Book Talk: Commissary Kitchen - My Infamous Prison Cookbook

October 19, 2016

Please join Albert “Prodigy”: Johnson and Kathy Iandoli for a discussion of their book Commissary Kitchen: My Infamous Prison Cookbook, on Tuesday, October 25, 2016, at 6:10- 7:00 PM, SLB 120. Discussion moderated by Dwayne Betts ’16. Dinner will be served.

Meals are perhaps the most important aspect of prison life. They keep inmates alive, both physically and emotionally, as mess halls and common areas provide a level of social interaction in an otherwise lonely situation. Albert “Prodigy” Johnson served three-and-a-half years in prison, and during that time his focus was on his health. An almost impossible feat behind bars, where many inmates often enter the prison system healthy but leave with diabetes and hypertension.

Commissary Kitchen provides a deeper perspective of what it’s like to consume meals in prison. While recipes are provided, Prodigy and cowriter Kathy Iandoli also tell various anecdotes about situations in prison involving food. Meal prep in prison is very limited, so while this work appeals to anyone who has served time or is curious about prison life, it also speaks to those who prepare food with limited access to various cooking luxuries. While the work is informational, above all it humanizes the prison experience in a way that has never been done before.

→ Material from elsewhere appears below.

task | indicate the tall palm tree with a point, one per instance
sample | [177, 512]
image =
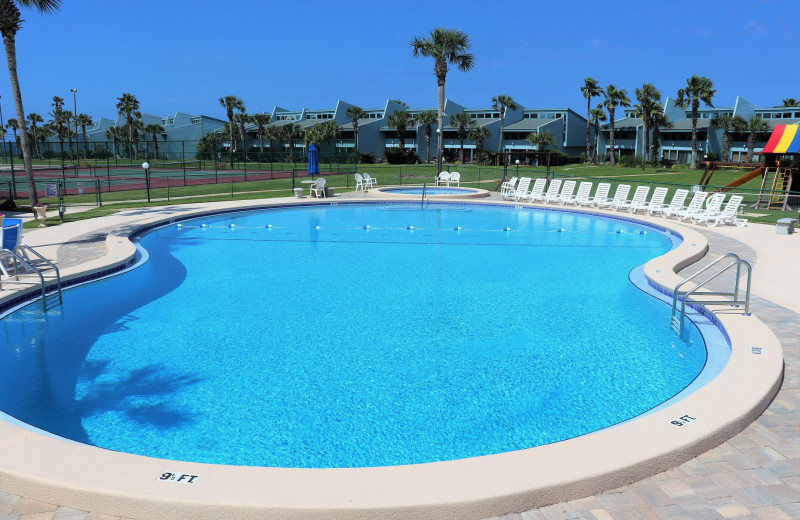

Albert ”Prodigy” Johnson, as one half of the hip-hop phenomenon Mobb Deep, has sold millions of albums and recorded with the elite of hip-hop, R&B, and rock. He is the founder and curator of Infamous Books, author of the memoir My Infamous Life, and coauthor, with Steven Savile, of H.N.I.C. and Ritual.

Kathy Iandoli is a critically acclaimed journalist and author. Her work has appeared in publications such as Pitchfork, VICE, Maxim, Cosmopolitan, Village Voice, Rolling Stone, Billboard, and many others. She is also a professor of music business at New Jersey City University in Jersey City, New Jersey.

Reginald Dwayne Betts ‘16 is the author of a memoir and two books of poetry. His memior, A Question of Freedom: A Memoir of Learning, Survival, and Coming of Age in Prison (Avery/Penguin, 2009), was awarded the 2010 NAACP Image Award for non-fiction. His books of poetry are Shahid Reads His Own Palm (Alice James, 2010) and Bastards of the Reagan Era (Four Way Books, 2015). Betts is a 2010 Soros Justice Fellow, 2011 Radcliffe Fellow, and 2012 Ruth Lilly and Dorothy Sargent Rosenberg Poetry Fellow. In 2012, Betts was appointed to the Coordinating Council of the Office of Juvenile Justice and Delinquency Prevention by President Obama. He is a graduate of Prince George’s Community College, the University of Maryland, the MFA Program at Warren Wilson College.

Sponsored by the Food Law Society, Lillian Goldman Library, Petey Green Program, American Constitution Society, National Lawyers Guild and the Yale Civil Rights Project.